Eleanor Fortescue Brickdale (1871-1945)

Details
Eleanor Fortescue Brickdale (1871-1945)

'The pale complexion of true love
And the red glow of scorn and proud disdain.'
As You Like It

signed and dated 'Eleanor F. Brickdale/1899'; oil on canvas
28 1/8 x 36 1/8in. (71.4 x 91.8cm.)
Literature
Henry Blackburn (ed.), Royal Academy Notes, 1899, pp.10, 38 (repr.)
Exhibited
London, Royal Academy, 1899, no.44
Liverpool, Walker Art Gallery, Autumn Exhibition, 1899, no.1085

Lot Essay

Despite the inscription on the frame, the title is not taken from A Midsummer-Night's Dream but from As You Like It, Act III, Scene 4. Corin, a shepherd, is speaking to the two heroines, Rosalind and Celia, about his fellow shepherd, Silvius, who loves the shepherdess Phebe in vain. He offers to show them a love-passage between the couple:

If you will see a pageant truly play'd,
Between the pale complexion of true love
And the red glow of scorn and proud disdain,
Go hence a little, and I shall conduct you,
If you will mark it.

The picture was painted when the artist was twenty-seven and was one of her first works to appear at the Royal Academy, where she had started to exhibit in 1896. Although she is already a committed adherent of the Pre-Raphaelite tradition, the picture has a freshness of vision, a breadth of scale, and a freedom in the handling of the oil medium which make it a very different kind of performance to her later and more familiar watercolours.
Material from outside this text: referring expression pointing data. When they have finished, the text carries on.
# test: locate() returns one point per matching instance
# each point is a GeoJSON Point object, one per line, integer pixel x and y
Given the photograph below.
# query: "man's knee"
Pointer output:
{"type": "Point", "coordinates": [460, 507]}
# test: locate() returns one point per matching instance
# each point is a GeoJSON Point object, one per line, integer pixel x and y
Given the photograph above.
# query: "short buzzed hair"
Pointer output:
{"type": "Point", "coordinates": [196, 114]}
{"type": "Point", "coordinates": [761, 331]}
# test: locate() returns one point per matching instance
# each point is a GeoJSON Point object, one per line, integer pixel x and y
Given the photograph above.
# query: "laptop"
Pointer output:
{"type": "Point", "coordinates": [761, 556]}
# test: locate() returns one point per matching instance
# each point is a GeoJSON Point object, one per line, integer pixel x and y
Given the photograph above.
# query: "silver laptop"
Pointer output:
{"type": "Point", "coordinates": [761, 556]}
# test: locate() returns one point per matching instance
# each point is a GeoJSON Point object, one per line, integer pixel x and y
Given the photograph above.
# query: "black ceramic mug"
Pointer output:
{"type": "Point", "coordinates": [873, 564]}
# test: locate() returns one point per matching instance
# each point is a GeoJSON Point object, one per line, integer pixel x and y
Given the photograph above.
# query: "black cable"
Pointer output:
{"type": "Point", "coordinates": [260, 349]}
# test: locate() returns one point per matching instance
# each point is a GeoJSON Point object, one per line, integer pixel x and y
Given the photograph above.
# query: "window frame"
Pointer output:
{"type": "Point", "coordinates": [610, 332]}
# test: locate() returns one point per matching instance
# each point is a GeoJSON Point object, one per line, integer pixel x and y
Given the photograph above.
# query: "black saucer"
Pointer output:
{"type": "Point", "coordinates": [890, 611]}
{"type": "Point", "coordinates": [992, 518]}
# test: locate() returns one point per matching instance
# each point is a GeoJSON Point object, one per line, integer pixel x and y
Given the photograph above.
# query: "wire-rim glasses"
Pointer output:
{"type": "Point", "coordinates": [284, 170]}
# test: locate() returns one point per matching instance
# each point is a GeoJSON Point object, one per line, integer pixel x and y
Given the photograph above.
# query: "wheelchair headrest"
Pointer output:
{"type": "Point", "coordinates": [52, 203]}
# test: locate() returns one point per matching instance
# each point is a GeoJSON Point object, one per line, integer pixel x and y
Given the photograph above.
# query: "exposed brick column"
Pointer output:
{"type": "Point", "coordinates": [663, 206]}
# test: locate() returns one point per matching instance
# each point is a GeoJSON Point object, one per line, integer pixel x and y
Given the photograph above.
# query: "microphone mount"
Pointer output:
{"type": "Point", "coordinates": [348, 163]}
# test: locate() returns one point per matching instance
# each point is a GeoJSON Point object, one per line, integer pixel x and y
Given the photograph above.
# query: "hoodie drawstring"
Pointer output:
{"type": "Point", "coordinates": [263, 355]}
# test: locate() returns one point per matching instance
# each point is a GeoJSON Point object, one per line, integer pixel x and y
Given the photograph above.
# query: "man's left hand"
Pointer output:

Indeed it is something of an early masterpiece, and one of the most arresting examples of her work to appear on the market for years. She has not of course kept closely to Shakespeare's text, taking his dramatic situation but reinterpreting it in terms of a well-to-do couple, a middle aged and none too good looking suitor and a young woman who has cynically taken a necklace as a gift but does not return her lover's feelings. At the same time Shakespeare's phrase 'the red glow of scorn and proud disdain' seems to have suggested the girl's dramatic red dress. Such a use of a red dress to express strong emotion is reminiscent of the way Munch conveys the mental state of the man in his well-known painting Jealousy, executed only two or three years before.